Au sujet de l'ingénierie

Les enseignements que nous pouvons tirer de l'évolution des élèves ayant suivi les séquences du groupe SOC sont plutôt positifs.

Il n'en reste pas moins que nous n'avons pas la possibilité de savoir précisément ce qui est déterminant, parmi les différences entre un enseignement "classique" et celui du groupe SOC, pour les évolutions constatées. L'établissement des relations entre telle acquisition et telle activité nécessite une méthodologie spécifique basée en particulier sur une observation fine de l'activité des élèves tout au long de l'enseignement. La littérature montre par contre l'extrême difficulté d'une comparaison des liens entre causes et effets pour deux enseignements différents. Ceci restait de toute façon illusoire ici puisque nous n'avons suivi l'activité des élèves ni lors d'un enseignement "classique" (dont les textes officiels ne sont qu'une très grossière approximation) ni lors de l'enseignement expérimental du groupe SOC (ce qui, dans ce cas, a par contre été fait par d'autres recherches).
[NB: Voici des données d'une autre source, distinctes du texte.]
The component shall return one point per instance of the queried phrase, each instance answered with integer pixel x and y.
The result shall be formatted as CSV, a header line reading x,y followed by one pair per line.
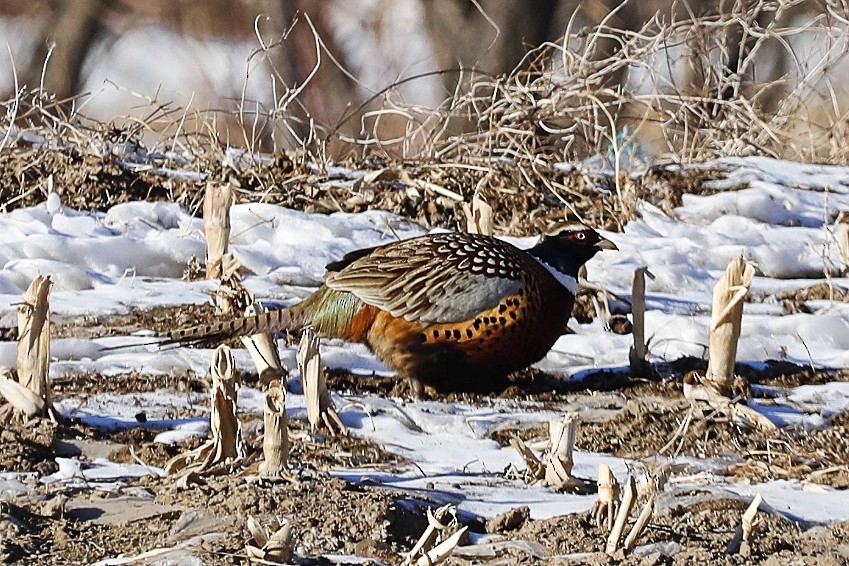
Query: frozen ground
x,y
134,255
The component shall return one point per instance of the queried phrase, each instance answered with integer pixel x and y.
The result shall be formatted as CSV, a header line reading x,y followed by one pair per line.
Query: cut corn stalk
x,y
263,350
320,407
478,216
33,360
225,447
747,527
637,355
217,199
629,499
607,503
274,548
726,318
275,443
639,526
558,467
439,539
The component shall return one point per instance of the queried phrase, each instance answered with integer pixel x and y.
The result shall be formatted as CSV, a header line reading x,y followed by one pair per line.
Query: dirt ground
x,y
80,524
58,524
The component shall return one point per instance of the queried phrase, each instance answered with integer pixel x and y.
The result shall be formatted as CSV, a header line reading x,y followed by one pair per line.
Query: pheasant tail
x,y
210,334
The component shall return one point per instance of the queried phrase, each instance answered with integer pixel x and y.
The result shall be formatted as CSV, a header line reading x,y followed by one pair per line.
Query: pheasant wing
x,y
434,279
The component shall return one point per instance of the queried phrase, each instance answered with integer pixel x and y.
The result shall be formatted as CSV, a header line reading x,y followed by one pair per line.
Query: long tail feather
x,y
216,332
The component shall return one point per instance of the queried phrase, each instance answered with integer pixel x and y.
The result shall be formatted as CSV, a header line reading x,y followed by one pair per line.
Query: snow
x,y
134,256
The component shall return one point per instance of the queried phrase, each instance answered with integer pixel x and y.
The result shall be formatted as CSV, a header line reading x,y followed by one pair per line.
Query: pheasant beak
x,y
605,244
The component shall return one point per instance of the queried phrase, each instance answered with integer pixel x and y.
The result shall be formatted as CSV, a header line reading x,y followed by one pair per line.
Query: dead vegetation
x,y
556,137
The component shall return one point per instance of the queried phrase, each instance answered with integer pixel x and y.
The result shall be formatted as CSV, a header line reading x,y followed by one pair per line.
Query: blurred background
x,y
330,62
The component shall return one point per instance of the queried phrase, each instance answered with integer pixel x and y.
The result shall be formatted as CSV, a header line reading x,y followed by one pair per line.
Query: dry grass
x,y
677,90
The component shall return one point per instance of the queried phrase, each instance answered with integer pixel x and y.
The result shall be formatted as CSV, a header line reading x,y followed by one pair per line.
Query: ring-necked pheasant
x,y
453,310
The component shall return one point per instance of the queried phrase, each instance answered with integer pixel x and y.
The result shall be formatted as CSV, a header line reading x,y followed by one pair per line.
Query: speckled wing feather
x,y
438,278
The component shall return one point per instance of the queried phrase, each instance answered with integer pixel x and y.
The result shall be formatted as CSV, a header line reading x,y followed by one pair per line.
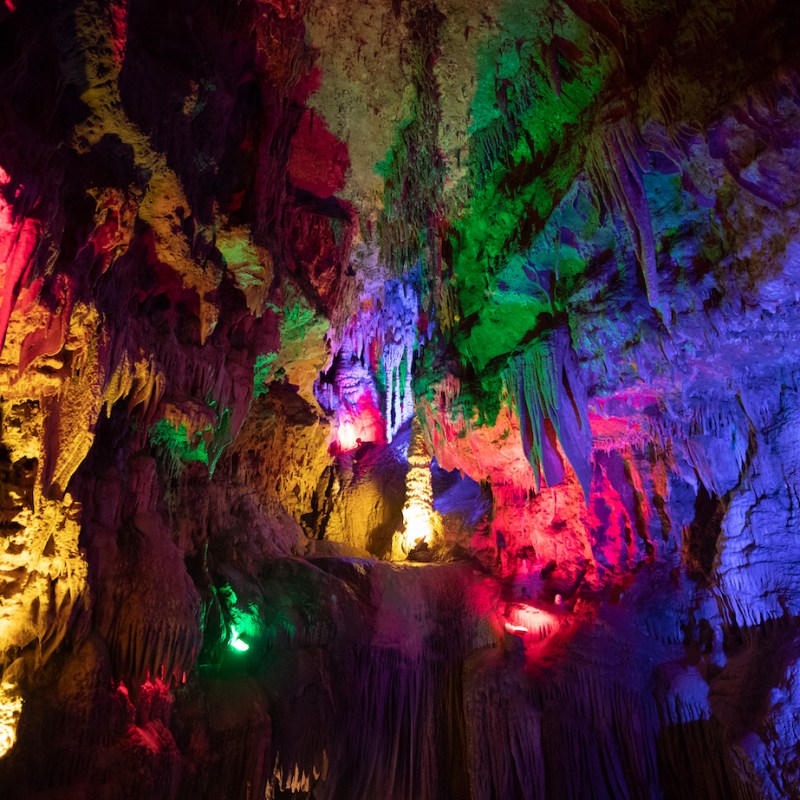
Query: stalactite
x,y
548,394
615,164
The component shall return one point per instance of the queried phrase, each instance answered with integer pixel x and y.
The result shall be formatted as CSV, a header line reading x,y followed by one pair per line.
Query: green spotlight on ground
x,y
236,643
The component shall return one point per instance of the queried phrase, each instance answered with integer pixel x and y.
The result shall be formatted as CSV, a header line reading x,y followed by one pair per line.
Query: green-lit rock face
x,y
399,399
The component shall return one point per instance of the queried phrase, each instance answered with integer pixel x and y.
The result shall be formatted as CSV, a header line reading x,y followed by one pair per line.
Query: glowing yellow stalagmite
x,y
420,522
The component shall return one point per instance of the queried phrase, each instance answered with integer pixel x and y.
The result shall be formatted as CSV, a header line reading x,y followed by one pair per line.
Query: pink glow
x,y
358,425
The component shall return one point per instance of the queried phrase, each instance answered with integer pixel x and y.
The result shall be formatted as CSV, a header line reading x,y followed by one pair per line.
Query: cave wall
x,y
244,245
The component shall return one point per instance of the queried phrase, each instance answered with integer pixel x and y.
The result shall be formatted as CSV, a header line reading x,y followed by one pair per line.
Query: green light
x,y
238,644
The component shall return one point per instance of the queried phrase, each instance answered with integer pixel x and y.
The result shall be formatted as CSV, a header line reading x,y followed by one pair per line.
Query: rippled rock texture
x,y
399,399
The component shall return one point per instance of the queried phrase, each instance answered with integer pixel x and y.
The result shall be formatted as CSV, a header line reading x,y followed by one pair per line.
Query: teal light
x,y
238,644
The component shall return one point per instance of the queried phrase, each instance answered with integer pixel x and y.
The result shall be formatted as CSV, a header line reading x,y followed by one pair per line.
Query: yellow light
x,y
10,708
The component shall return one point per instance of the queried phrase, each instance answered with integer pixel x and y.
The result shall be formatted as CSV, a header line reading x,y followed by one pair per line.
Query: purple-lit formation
x,y
400,400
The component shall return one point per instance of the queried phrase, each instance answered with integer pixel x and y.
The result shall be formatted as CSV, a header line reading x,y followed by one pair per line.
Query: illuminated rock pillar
x,y
420,522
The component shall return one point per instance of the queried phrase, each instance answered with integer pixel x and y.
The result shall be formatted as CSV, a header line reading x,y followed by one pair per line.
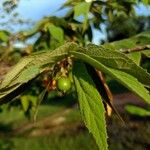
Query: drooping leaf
x,y
140,39
119,61
29,68
91,106
126,79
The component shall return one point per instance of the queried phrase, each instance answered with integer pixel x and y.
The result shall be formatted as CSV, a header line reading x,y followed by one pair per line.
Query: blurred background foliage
x,y
62,130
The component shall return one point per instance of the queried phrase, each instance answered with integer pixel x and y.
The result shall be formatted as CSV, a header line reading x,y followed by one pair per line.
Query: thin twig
x,y
135,49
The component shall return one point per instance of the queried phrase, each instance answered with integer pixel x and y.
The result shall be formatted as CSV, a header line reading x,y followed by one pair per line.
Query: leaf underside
x,y
91,106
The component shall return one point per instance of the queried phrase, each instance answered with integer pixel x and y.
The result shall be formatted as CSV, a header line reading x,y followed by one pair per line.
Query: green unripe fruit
x,y
64,84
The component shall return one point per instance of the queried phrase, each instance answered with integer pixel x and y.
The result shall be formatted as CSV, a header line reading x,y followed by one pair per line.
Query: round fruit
x,y
64,84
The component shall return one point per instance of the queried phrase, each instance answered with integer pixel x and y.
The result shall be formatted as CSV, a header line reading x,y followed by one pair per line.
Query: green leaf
x,y
138,111
91,106
56,32
24,102
146,2
126,79
81,9
28,69
117,60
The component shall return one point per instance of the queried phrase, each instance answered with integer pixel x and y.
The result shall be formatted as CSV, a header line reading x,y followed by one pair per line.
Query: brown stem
x,y
108,92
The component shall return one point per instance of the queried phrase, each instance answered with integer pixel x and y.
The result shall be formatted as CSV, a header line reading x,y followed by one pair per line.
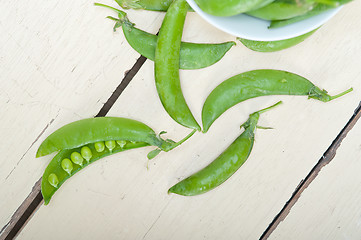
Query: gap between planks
x,y
34,200
325,160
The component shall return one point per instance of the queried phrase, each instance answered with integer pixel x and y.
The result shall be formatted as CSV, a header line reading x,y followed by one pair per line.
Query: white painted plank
x,y
118,198
330,208
59,62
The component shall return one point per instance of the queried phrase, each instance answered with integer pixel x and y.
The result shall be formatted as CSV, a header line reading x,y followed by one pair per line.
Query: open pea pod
x,y
273,46
70,161
83,142
263,82
102,129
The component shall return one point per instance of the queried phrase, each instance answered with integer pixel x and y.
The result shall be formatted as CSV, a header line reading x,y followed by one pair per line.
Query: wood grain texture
x,y
330,207
327,157
59,62
118,198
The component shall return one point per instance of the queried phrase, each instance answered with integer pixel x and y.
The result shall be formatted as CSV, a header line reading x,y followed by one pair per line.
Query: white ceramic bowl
x,y
252,28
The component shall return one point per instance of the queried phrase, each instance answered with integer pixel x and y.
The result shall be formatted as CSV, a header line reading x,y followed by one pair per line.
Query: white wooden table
x,y
60,62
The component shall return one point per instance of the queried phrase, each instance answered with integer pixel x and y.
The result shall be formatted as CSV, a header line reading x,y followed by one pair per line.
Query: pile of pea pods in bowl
x,y
267,20
83,142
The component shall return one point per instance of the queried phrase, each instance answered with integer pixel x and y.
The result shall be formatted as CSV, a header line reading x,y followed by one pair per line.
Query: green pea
x,y
86,153
99,146
53,180
92,130
77,158
67,165
121,143
110,145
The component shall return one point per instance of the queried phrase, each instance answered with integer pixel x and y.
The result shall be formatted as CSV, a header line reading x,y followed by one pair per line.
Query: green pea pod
x,y
318,9
224,166
264,82
230,7
92,130
166,65
192,55
282,9
273,46
60,168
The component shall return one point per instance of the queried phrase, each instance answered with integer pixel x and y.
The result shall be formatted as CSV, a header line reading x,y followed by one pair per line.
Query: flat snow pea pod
x,y
273,46
61,168
264,82
166,65
192,55
224,166
230,7
92,130
318,9
282,9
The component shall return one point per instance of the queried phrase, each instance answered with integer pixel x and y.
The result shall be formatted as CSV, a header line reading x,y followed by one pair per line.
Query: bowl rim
x,y
258,28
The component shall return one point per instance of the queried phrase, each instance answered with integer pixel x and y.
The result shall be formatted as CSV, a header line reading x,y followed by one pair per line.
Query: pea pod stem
x,y
225,165
171,146
263,82
191,56
273,46
342,94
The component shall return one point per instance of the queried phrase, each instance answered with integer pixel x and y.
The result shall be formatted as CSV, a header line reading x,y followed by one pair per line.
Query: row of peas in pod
x,y
85,141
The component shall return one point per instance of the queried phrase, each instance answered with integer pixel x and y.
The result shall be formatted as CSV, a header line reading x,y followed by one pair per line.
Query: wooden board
x,y
118,197
59,62
330,207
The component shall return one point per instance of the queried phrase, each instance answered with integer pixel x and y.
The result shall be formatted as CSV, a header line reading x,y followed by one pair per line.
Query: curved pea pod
x,y
61,168
273,46
282,9
264,82
230,7
191,56
92,130
166,65
225,165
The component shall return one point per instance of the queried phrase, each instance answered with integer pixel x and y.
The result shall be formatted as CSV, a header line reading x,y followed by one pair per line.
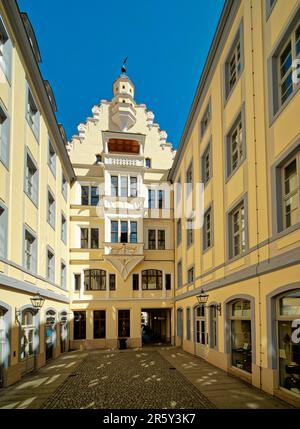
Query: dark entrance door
x,y
50,333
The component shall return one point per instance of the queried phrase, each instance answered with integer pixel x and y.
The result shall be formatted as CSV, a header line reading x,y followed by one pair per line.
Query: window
x,y
51,210
79,325
124,186
63,228
33,115
30,251
168,282
95,280
151,239
237,231
151,199
94,196
206,165
4,135
99,324
191,275
64,186
179,274
189,179
161,239
133,232
31,179
133,187
63,275
50,266
5,51
207,229
161,199
289,53
3,230
151,280
77,282
178,231
135,282
189,232
124,232
235,145
188,324
283,64
123,323
114,186
213,326
51,157
112,282
84,240
114,231
234,63
241,342
205,119
291,192
27,335
89,195
94,238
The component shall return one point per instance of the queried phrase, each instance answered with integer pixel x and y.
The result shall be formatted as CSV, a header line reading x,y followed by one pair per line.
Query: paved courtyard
x,y
143,378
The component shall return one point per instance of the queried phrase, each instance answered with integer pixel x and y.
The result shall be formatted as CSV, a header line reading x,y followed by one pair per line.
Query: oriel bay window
x,y
152,280
124,323
94,280
99,324
241,346
79,325
288,313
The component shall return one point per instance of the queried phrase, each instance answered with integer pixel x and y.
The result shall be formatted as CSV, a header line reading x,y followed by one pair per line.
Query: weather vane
x,y
124,66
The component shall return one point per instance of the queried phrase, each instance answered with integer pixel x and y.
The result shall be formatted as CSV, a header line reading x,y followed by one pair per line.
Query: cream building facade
x,y
242,141
114,257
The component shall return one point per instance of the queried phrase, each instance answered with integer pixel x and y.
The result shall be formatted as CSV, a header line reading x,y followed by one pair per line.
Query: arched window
x,y
241,341
27,334
95,280
288,322
151,280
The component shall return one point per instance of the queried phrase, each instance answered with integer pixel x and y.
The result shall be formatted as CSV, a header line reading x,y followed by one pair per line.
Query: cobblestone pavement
x,y
128,379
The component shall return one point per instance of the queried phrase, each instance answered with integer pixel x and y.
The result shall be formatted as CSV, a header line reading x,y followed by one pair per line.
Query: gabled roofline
x,y
19,31
225,22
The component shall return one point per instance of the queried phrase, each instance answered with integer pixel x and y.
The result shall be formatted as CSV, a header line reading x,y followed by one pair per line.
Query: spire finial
x,y
123,69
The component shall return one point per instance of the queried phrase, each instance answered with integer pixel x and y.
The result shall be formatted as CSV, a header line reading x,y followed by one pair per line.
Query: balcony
x,y
122,160
124,257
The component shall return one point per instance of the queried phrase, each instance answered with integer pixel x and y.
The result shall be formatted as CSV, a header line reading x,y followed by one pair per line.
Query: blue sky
x,y
83,44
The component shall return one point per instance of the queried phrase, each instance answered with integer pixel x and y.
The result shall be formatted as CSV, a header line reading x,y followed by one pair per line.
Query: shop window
x,y
79,325
241,341
99,324
288,322
124,323
27,334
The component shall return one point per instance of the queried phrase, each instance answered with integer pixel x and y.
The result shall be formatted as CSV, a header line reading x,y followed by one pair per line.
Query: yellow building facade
x,y
92,227
35,177
242,141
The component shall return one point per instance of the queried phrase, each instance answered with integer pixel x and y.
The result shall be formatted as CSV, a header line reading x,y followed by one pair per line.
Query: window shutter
x,y
5,135
7,54
35,186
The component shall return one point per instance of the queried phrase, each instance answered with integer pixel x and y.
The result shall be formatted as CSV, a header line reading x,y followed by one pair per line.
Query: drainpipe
x,y
256,202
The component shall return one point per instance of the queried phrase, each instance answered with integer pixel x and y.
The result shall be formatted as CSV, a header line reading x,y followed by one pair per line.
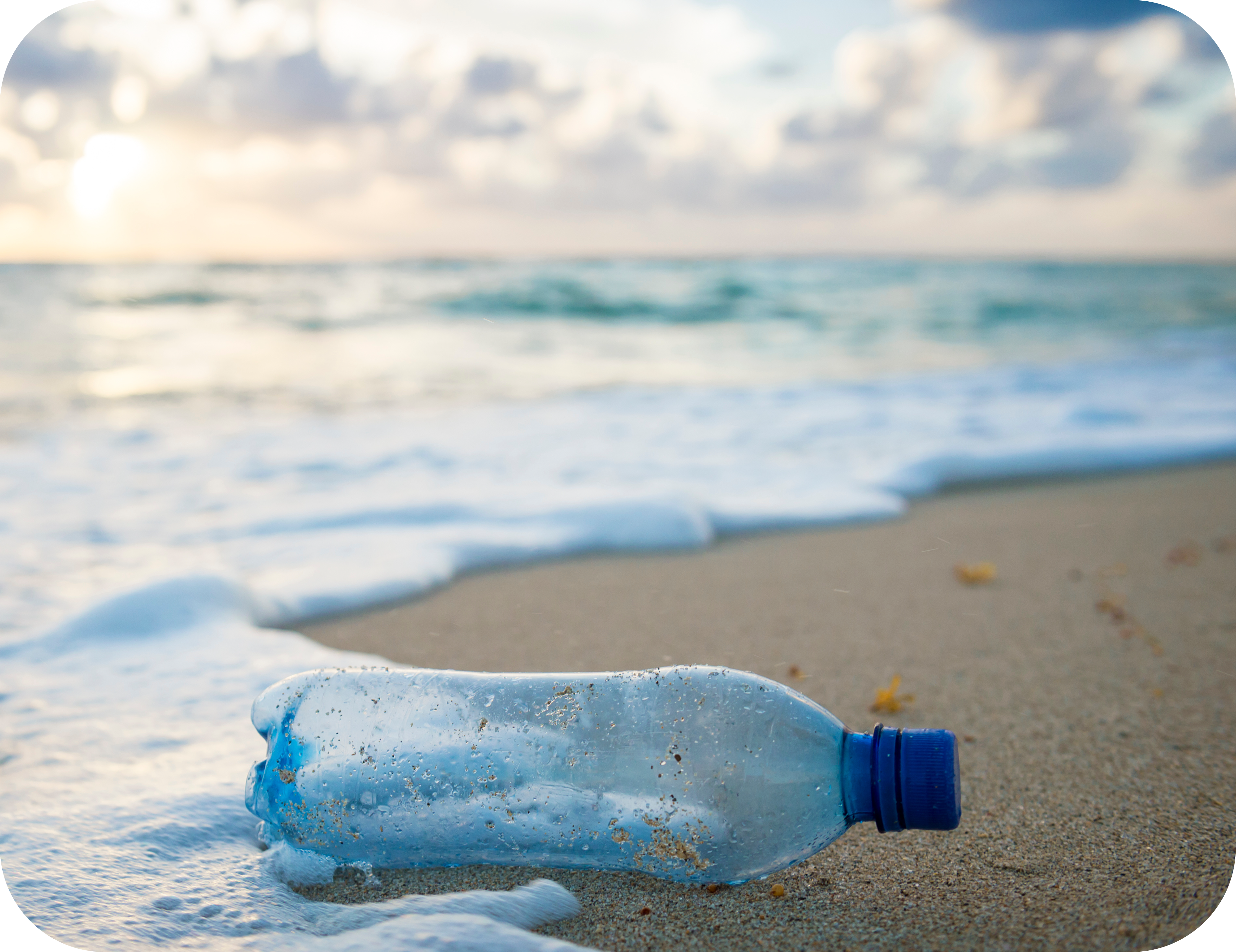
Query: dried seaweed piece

Enfin nous pourrions également nous interroger sur les effets à plus longs termes des enseignements proposés. La proposition n'est pas originale mais reste sans réponse du fait des difficultés méthodologiques auxquelles elle se heurte (suivi des élèves). Il n'en reste pas moins que sur un sujet si "familier", il est à craindre que les connaissances de physique, au mieux coexistent avec les connaissances quotidiennes, au pire disparaissent après quelques années supplémentaires d'expériences quotidiennes des sons.

L'ingénierie présentée n'a pas directement bénéficié des résultats présentés dans cette thèse, pour des raisons chronologiques. Si nous avions eu un tel projet, la question se serait effectivement posée de l'articulation entre des résultats de recherche de cet ordre, parfois éloignées du savoir à enseigner mais pourtant indispensables à la réflexion, et l'élaboration de séquences d'enseignement. Notre travail est une contribution à l'ensemble des recherches qui visent à passer de façon constructive et systématique des résultats sur les systèmes explicatifs à des propositions de contenus et de séquences d'enseignement qui en tiennent compte.

De la même façon, la didactique devrait pouvoir poursuivre ses réflexions sur l'articulation entre de tels résultats sur les systèmes explicatifs et la conception d'outils de simulation pour favoriser, entre autres, la modélisation. La démarche adoptée pour la conception de simulaSON contribue à ces réflexions qui restent ouvertes.

Il nous paraît à ce sujet indispensable que les chercheurs en didactique prennent eux-mêmes en charge la conception de ce type d'outils basés sur des résultats ou des hypothèses de recherche (sans oublier cependant les contraintes d'ingénierie si c'est la destinée du logiciel). La validation ultérieure n'en sera que plus fructueuse. Nous pouvons regretter que cette validation n'ait pas été effectuée dans notre cas. Une analyse fine de l'activité d'élèves débutants résolvant les tâches proposées serait à mener. Les conditions de l'expérience sont toutes réunies pour que celle-ci soit réalisée rapidement. Il serait également intéressant d'estimer l'effet d'un apprentissage à l'aide de simulaSON sur l'évolution des productions des élèves en réponses aux questionnaires proposés.

Les deux outils d'ingénierie présentés ont mis en évidence la distinction des entités impliquées dans un processus de modélisation. L'explicitation de cette distinction nous semble devoir être renforcée dans l'enseignement, surtout sur des sujets comme le son. Permettre à l'élève ces réflexions metacognitives doit faire l'objet de beaucoup de soin mais devrait pouvoir contribuer à l'acquisition d'idées plus justes sur la nature de la physique, ses objectifs, ses méthodes et le rôle des modèles qu'elles proposent. De quoi, peut-être, redorer le blason d'une discipline de plus en plus délaissée par les élèves. Nous voulons croire en effet que les raisons de ce désintérêt résident dans la méconnaissance de la discipline, bien plus que dans la pensée souvent vérifiée selon laquelle la physique n'enrichit que... l'esprit.